You Were Never Really Here at HOME
Tom Grieve, Cinema EditorIf the past few years have taught us anything, it’s that where there is power – money, celebrity, authority – there is abuse of that power. This is the subject that Scottish auteur Lynne Ramsay (Ratcatcher, We Need to Talk About Kevin) takes for her latest feature, the New York set, You Were Never Really Here. Eschewing genre thrills for a focus on texture and an overwhelming nightmarish tone, this fragmentary neo-noir first appeared at Cannes last year, where it picked up Best Screenplay and Best Actor for star, Joaquin Phoenix – despite not being fully finished.
Dishevelled, with a thick grey beard and a layer of muscle that implies necessity rather than vanity, Phoenix plays Joe; a traumatised ex-services mercenary-cum-vigilante for hire.
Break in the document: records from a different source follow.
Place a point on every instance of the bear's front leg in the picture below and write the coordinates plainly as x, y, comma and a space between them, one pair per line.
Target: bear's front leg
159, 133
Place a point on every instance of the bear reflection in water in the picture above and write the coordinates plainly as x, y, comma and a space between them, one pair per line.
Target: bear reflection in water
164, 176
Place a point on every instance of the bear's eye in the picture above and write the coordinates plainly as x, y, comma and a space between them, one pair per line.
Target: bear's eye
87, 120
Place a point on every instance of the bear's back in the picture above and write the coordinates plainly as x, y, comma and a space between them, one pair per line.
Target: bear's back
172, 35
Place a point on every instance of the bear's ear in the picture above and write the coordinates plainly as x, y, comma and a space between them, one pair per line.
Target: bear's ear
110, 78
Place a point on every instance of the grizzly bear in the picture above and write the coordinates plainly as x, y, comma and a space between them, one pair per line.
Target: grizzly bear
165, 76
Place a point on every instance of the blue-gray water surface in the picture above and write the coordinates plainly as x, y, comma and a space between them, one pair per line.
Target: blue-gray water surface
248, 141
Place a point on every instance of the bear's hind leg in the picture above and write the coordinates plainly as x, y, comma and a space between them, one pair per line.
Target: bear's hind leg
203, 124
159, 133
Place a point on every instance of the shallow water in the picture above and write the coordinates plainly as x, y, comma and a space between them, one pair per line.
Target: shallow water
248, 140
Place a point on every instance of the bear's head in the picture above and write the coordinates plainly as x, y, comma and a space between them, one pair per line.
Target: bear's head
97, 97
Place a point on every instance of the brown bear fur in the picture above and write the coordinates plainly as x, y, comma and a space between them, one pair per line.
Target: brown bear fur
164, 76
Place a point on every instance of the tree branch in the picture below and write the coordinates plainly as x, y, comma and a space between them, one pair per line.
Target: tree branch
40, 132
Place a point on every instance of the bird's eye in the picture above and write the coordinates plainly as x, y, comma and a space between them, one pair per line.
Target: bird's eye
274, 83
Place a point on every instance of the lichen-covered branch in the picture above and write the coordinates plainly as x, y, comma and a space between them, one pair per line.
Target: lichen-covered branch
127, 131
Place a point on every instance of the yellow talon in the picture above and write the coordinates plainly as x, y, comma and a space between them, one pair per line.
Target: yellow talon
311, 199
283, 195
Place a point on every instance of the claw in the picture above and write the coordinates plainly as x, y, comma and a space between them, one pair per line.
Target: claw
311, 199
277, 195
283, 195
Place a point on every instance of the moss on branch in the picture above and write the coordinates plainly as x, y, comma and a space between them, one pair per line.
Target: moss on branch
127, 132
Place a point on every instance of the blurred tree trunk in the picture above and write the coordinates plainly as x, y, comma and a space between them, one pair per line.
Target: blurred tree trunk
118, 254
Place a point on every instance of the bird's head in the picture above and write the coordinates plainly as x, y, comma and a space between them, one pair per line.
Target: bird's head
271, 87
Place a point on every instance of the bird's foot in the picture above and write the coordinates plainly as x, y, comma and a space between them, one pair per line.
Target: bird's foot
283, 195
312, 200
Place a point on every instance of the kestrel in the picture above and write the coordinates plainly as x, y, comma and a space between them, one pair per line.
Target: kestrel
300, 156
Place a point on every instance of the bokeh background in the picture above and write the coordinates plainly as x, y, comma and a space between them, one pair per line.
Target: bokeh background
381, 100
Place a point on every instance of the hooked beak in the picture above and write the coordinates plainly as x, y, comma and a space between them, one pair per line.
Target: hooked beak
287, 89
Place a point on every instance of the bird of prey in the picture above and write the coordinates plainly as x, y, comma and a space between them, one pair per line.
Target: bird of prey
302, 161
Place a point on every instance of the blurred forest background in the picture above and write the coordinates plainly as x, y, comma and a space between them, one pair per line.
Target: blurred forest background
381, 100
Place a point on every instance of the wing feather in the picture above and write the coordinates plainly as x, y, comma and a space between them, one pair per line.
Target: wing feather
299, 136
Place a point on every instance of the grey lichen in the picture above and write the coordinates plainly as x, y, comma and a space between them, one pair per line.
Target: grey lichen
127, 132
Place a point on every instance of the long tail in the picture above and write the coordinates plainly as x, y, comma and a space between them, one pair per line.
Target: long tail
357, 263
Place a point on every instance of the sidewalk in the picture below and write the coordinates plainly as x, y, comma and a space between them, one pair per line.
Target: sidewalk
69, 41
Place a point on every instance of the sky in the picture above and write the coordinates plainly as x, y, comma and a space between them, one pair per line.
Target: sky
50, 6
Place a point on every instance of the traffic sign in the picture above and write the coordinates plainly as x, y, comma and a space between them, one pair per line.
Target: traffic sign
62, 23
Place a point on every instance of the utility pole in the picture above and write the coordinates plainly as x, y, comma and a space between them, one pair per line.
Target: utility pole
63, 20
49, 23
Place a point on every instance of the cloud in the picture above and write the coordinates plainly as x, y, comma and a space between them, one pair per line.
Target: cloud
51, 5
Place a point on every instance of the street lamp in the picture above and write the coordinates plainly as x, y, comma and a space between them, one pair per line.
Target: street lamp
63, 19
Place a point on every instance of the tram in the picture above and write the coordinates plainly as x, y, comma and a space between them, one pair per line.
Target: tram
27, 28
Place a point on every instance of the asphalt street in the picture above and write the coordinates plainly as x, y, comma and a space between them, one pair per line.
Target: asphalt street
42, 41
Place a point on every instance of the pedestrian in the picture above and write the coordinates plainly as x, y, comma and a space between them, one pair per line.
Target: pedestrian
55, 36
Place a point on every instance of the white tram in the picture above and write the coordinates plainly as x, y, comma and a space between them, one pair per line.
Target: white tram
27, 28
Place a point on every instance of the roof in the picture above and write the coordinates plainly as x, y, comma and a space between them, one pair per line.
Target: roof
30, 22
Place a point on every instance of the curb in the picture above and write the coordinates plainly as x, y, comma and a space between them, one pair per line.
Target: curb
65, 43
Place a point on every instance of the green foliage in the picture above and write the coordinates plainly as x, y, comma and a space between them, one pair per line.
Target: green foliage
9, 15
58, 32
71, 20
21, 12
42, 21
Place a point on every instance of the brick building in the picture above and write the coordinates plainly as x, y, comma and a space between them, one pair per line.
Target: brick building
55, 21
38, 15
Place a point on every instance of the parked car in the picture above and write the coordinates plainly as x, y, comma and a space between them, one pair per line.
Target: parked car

Joe’s specialty seems to be intervening in cases of abduction, and as we meet him at the bloody culmination of one job, it appears he is monstrously efficient. “They say that you’re brutal,” a Senator whose pre-teen daughter is missing tells him. “I can be,” Joe replies, as he accepts a job that sends him headfirst – claw hammer in hand – into a underage brothel. The ex-soldier has been conditioned by his time in the army, and while he is physically equipped to take on these tasks, he is mentally disintegrating and his violent occupation sends him up against evil that is too systemic and deeply rooted to ever be surmountable.
The neon-lit New York setting, thundering score (an electronic number from Jonny Greenwood that underlines the fact that he’s one of the best around) and disturbing subject matter have drawn comparisons with Martin Scorsese’s Taxi Driver, but Claire Denis’ despairing anti-capitalist neo-noir Bastards feels like a better touchstone, and besides, this is very much a Lynne Ramsay film. The director underscores the moral and psychological heft of the piece with an emphasis on scuffed surfaces, scarred skin and the weight of a hammer that reads “Made in U.S.A.” There’s a mesmeric style and pace to proceedings, and while You Were Never Really Here is a genre movie, it’s one that is stripped back to a grimly brutal reality that will leave receptive viewers in a state of desolation.
You Were Never Really Here screens at HOME on Tuesday 27th March with director Lynne Ramsay in attendance. The film will be on general release from Friday 9 March.